You know what I like about computers, dear reader? The fact that with very little effort, I can change the size of the text on the screen to make it more easily read. And with just as little effort, I can change the light emitting from the screen in case I have a migraine or any other kind of light-sensitive headache. I have this program called f.lux that allows me to adjust the light settings and it’s wonderful. Especially when I have a migraine. It’s not so great if I want to mess around in Photoshop when I have a migraine, but one cannot have everything, right? ^_^
Speaking of Photoshop… I took this screenshot of my current character in Skyrim the other day:
And I thought, Damn, that’ll be fun to play with in Photoshop. I was so right too. The reason why she’s black all over is because she has a spell on her called “ebony skin”. It’s meant to protect her during battle. The bright light above her is a healing spell that follows her and heals her so long as she’s in combat. I think it’s called “king’s heart”, but I can’t remember. In this shot, there are enemies close by which triggered the spells ’round about the time I was taking the screenshot. I don’t know if y’all can see it, but her eyes are red, which looked pretty damned awesome in the game. This is what she looks like de-spelled:
She is what the game calls “Dunmer” or dark elf, which is why her eyes are red and her skin is blue. Anyway, I messed around a bit in Photoshop with the above (first) picture and came up with this:
I love the render light effects setting in Photoshop. It’s pretty cool. It let me set the focus of the light to that point above her shoulder, and that made a huge difference in this picture.

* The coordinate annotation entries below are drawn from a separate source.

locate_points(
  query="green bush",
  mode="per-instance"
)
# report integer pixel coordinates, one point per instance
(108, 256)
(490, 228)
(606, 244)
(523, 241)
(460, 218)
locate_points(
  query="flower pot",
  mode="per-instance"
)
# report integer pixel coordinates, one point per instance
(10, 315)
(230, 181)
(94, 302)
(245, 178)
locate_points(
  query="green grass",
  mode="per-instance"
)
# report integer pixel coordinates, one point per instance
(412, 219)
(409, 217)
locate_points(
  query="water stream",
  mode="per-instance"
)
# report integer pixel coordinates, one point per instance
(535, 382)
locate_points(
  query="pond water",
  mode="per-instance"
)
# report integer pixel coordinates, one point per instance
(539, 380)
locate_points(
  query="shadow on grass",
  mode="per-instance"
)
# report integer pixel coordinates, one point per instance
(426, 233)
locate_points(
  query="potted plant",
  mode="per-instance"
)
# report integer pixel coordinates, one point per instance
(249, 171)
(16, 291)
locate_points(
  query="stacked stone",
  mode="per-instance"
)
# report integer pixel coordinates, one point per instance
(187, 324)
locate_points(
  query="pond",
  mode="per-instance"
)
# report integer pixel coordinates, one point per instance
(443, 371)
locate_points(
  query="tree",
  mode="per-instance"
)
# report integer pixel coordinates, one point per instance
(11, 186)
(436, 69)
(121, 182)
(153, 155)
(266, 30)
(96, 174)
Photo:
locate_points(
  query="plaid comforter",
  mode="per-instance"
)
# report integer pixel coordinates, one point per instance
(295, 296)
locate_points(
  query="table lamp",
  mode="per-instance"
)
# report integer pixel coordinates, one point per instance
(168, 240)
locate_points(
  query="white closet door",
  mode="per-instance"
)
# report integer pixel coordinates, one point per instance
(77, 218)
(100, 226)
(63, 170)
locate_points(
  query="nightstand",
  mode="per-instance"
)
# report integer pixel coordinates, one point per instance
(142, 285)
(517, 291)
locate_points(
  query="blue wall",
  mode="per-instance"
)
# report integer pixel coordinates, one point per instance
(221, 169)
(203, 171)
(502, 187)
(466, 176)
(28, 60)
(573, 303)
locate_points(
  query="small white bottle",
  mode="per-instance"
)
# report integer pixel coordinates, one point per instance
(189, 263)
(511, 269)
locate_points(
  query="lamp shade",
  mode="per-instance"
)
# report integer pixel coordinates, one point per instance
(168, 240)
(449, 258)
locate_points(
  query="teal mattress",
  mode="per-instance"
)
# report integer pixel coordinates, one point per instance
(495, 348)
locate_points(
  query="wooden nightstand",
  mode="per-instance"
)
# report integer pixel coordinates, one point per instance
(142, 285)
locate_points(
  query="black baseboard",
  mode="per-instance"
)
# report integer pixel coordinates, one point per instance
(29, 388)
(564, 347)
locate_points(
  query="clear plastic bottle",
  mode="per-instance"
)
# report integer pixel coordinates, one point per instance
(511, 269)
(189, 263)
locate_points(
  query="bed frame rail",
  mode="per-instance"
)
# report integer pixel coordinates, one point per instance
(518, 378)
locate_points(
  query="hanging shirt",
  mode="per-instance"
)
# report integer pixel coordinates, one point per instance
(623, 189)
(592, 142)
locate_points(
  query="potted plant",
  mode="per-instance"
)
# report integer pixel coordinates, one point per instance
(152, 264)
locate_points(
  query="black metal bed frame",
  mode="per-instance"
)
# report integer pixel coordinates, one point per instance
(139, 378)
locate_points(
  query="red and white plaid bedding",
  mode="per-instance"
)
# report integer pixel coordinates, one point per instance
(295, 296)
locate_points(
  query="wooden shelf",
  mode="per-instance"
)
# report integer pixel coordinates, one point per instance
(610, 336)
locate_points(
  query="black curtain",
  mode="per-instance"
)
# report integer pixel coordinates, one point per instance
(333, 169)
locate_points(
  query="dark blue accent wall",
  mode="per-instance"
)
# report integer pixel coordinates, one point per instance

On to other things… I’m in a weird state of flux health-wise right now. It’s like, I’m feeling better and worse at the same time. Like, I suddenly want to do things I haven’t done in years, but I don’t have the energy to do them anymore. I get started on a project and peter out halfway through. I’m still puttering through — slowly, but it’s kinda frustrating. I’ve got the drive, but not the energy. I guess being dormant for a few years has taken its toll on me. Of course all of the underlying conditions that have made me dormant are still there too, so there’s that. It’s not like I’m out trying to run marathons though, I just want to do things like… sew, or clean the neglected bits of my house, or you know, walk to my mailbox every day. I used to do that you know. But even that seems to be beyond my capabilities at the moment. blah blah blah, pity party over.
On to other things… I have this strange habit, dear reader — every five or so years, I get this yearning to learn how to sew. Like sew by hand. I want to know everything there is to know about it. How the people made clothing before sewing machines, &c… and I delve deep in research and so on. I want to do it! And every five years or so, I start attempting to make little things (Okay, I lied, I’m a go big or go home kinda person). And when that gets to be too much, because sewing by hand is not easy, I get frustrated and put it all away, only to have the cycle repeat itself in five years or so. In case you haven’t picked up what I’m putting down, that bug has bit me again… >_< I just dropped an insane amount of money on books and supplies for sewing, and I have a small project — really, it’s small this time — sitting half finished on the table next to me. I will finish it! I will. It’s just sitting there… mocking me. ^_^ By machine, it would have taken about maybe an hour to put together. By hand? It took a day to half-finish. hahahaha! I still have to get my stitches small enough to be sturdy enough to hold. I know they don’t have to be as tiny as machine stitches, but mine are still too big and too loose.
And, that’s all I have energy to write about today. I had a migraine earlier, but it’s finally gone. Thank goodness. So long as I don’t do anything crazy like go outside in the bright sun, it should stay away for the rest of the day.